Pada suatu hari petani timun di daerah Bangkalan sering mengeluh.
Setiap timun yang siap dipanen selalu kedahuluan dicuri maling. Begitu
peristiwa itu terus-menerus, akhirnya petani timun itu tidak sabar lagi.
Setelah bermusyawarah, maka diputuskan untuk sowan ke Mbah Kholil.
Sesampainya di rumah Mbah Kholil, sebagaimana biasanya Kyai tersebut
sedang mengajarkan kitab Nahwu. Kitab tersebut bernama Jurumiyah, suatu
kitab tata bahasa Arab tingkat pemula.
“Assalamu’alaikum, Kyai,” Ucap salam para petani serentak.
“Wa’alaikumussalam warahmatullahi wabarakatuh,“ Jawab Mbah Kholil.
Melihat banyaknya petani yang datang. Mbah Kholil bertanya: “Sampean ada keperluan, ya?”
“Benar, Kyai. Akhir-akhir ini ladang timun kami selalu dicuri maling,
kami mohon kepada Kyai penangkalnya,” Kata petani dengan nada memohon
penuh harap.
Ketika itu, kitab yang dikaji oleh Kyai kebetulan sampai pada kalimat “qoma zaidun” yang artinya “zaid telah berdiri”. Lalu serta-merta Mbah Kholil berbicara sambil menunjuk kepada huruf “qoma zaidun”.“Ya.., Karena pengajian ini sampai ‘qoma zaidun’, ya ‘qoma zaidun’ ini saja pakai sebagai penangkal,” Seru Kyai dengan tegas dan mantap.
“Sudah, Pak Kyai?” Ujar para petani dengan nada ragu dan tanda tanya.
“Ya sudah,” Jawab Mbah Kholil menandaskan.
Mereka puas mendapatkan penangkal dari Mbah Kholil.
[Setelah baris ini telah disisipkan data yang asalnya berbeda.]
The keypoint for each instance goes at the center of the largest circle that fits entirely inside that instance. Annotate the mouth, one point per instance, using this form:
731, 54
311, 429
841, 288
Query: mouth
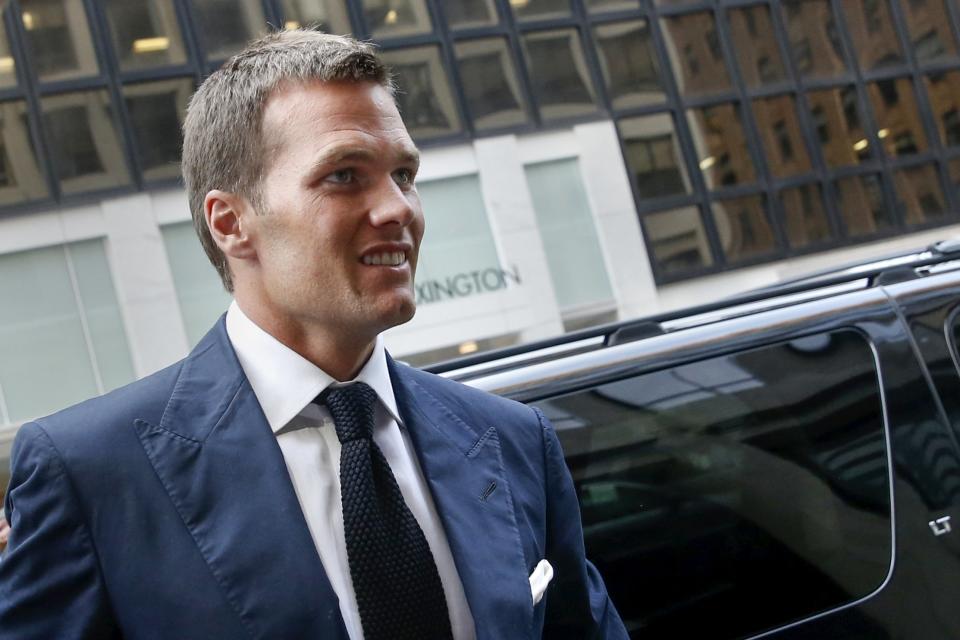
385, 258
Para petani
pulang ke rumah mereka masing-masing dengan keyakinan kemujaraban
penangkal dari Mbah Kholil.
Keesokan harinya, seperti biasanya petani ladang timun pergi ke sawah
masing-masing. Betapa terkejutnya mereka melihat pemandangan di
hadapannya. Sejumlah pencuri timun berdiri terus-menerus tidak bisa
duduk. Maka tak ayal lagi, semua maling timun yang selama ini merajalela
diketahui dan dapat ditangkap. Akhirnya penduduk berdatangan ingin
melihat maling yang tidak bisa duduk itu, semua upaya telah dilakukan,
namun hasilnya sia-sia. Semua maling tetap berdiri dengan muka pucat
pasi karena ditonton orang yang semakin lama semakin banyak.
Satu-satunya jalan agar para maling itu bisa duduk, maka diputuskan
wakil petani untuk sowan ke Mbah Kholil lagi. Tiba di kediaman Mbah
Kholil, utusan itu diberi obat penangkal. Begitu obat disentuhkan ke
badan maling yang sial itu, akhirnya dapat duduk seperti sedia kala. Dan
para pencuri itupun menyesal dan berjanji tidak akan mencuri lagi di
ladang yang selama ini menjadi sasaran empuk pencurian.
Maka sejak saat itu, petani timun di daerah Bangkalan menjadi aman
dan makmur. Sebagai rasa terima kasih kepada Mbah Kholil, mereka
menyerahkan hasil panenannya yaitu timun ke pondok pesantren
berdokar-dokar. Sejak itu, berhari-hari para santri di pondok kebanjiran
timun, dan hampir-hampir di seluruh pojok-pojok pondok pesantren
dipenuhi dengan timun.
Masya allh barokallah.....
Ayo kawan pencinta ziarah berkunjunglah ke makam beliau...!!
Ayo kawan pencinta ziarah berkunjunglah ke makam beliau...!!
Dalam riwayat Tirmidzi disebutkan sabda Nabi shallallahu ‘alaihi wa sallam,
الْمَرْءُ مَعَ مَنْ أَحَبَّ وَأَنْتَ مَعَ مَنْ أَحْبَبْتَ
“Seseorang akan bersama dengan orang yang ia cintai. Dan engkau akan bersama orang yang engkau cintai.” (HR. Tirmidzi no. 2385.)